# Chausson's Wagneresque "Le Roi Arthus" - a neglected masterpiece



## superhorn (Mar 23, 2010)

In his tragically brief life, cut short by a bicycling accident , Ernest Chausson wrote only one
opera - but what an opera ! Le Roi Arthus is a retelling of the legend of King Arthur , a great
monarch in Celtic Britain who fought valiantly against the invading Saxons who eventually
turned England into the nation it is today .
The preniere of the opera took place posthumoulsy in Brussels in 1903, four years after the
composer's untimely demise .
Chausson was an ardent Wgnerite , and the music and the plot are very Tristanesque, 
although the composer's own distinctive voive is always apparent . The influence of Tristan
& Isolde pervades the entire opera . There are moments where you would swear you were hearing
Wagner's outtakes from Tristan , to use a cinematic analogy .
If you love, Tristan , you must hear Le Roi Arthus . I've been listening to the excellent Erato recording
conducted by the late Armin Jordan with Gino Quilico as King Arthur , Teresa Zylis -Gara(pronounced zhylis-
Gara as Guinevere , the late Swedish tenor Gosta Winbergh as Lancelot , and Gilles Cachemailles
as Merlin the sorceror . I had gotten to know thew opera some years ago from my local library
on Long Island where I used to live , and recently borrowed another copy from where I now live
in Westchester county , near Long Island and NYC .
I haven't heard the other and more recent recording conducted by Leon Botstein, but very much want to .


----------



## Aramis (Mar 1, 2009)

> Chausson was an ardent Wgnerite , and the music and the plot are very Tristanesque


Too much for me. It seems like he would want to write another Tristan rather than a unique work of his own. I didn't buy it.


----------



## superhorn (Mar 23, 2010)

I don't think Le Roi Arthus is in any way a "cheao imitation" of Wagner . The music still shows
Chausson's own doistinctive voice .


----------



## kangxi (Jan 24, 2014)

Well, I've added it to my 'look out for' list rather the 'buy now list'. You never know what you might stumble across in Gramex...


----------



## waldvogel (Jul 10, 2011)

I heard this opera on the radio many years ago, and it has haunted me ever since.

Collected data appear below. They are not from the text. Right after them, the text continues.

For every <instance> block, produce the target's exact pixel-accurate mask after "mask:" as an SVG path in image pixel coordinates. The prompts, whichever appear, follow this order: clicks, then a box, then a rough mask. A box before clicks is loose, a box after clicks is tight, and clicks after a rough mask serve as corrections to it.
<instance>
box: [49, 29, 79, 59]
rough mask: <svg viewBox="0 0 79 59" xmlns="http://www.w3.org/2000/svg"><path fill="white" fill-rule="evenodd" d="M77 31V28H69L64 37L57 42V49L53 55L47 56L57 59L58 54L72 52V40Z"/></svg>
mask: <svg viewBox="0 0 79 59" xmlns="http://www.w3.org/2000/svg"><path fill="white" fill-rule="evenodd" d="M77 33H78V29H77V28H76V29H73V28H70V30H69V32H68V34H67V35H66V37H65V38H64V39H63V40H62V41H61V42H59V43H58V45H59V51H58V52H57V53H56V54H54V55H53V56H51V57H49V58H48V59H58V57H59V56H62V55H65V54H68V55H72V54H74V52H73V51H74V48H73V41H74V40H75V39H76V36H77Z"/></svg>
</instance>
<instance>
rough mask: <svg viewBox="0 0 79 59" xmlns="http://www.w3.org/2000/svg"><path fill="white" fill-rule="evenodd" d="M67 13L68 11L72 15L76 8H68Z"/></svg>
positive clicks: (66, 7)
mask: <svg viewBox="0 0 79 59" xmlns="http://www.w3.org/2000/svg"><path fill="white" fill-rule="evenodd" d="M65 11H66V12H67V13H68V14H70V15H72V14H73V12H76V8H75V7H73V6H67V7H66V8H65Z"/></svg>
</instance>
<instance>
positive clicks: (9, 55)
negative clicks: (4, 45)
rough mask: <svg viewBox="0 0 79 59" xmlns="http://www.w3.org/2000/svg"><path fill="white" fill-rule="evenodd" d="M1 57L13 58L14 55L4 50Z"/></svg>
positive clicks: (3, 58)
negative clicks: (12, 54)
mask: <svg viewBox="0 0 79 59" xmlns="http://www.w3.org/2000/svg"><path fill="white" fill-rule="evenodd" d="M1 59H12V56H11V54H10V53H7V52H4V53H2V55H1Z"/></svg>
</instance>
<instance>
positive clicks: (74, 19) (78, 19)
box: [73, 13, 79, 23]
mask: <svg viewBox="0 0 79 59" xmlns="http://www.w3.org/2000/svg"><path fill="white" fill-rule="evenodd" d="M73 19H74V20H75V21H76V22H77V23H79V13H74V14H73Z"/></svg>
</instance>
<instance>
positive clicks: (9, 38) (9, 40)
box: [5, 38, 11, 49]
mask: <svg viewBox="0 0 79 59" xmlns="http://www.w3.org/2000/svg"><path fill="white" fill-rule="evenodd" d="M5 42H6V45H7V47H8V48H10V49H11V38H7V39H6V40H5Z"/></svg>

Has any company put it on recently -say, sometime this century? Is there a DVD on some obscure label out there? I would love to SEE it, but if needs be, I'll have to find that CD.


----------



## schigolch (Jun 26, 2011)

You have the opportunity to watch in the theater the coming month of March, at Strasbourg: 

http://www.operanationaldurhin.eu/opera-2013-2014--le-roi-arthus.html


----------



## waldvogel (Jul 10, 2011)

Only 5000 km from home, and a month after I return from another destination... I only hope someone makes a DVD...


----------



## schigolch (Jun 26, 2011)

Nobody's perfect.


----------



## OperaMaven (May 5, 2014)

IMHO he screwed around with the story too much. A very "Regie" ending.


----------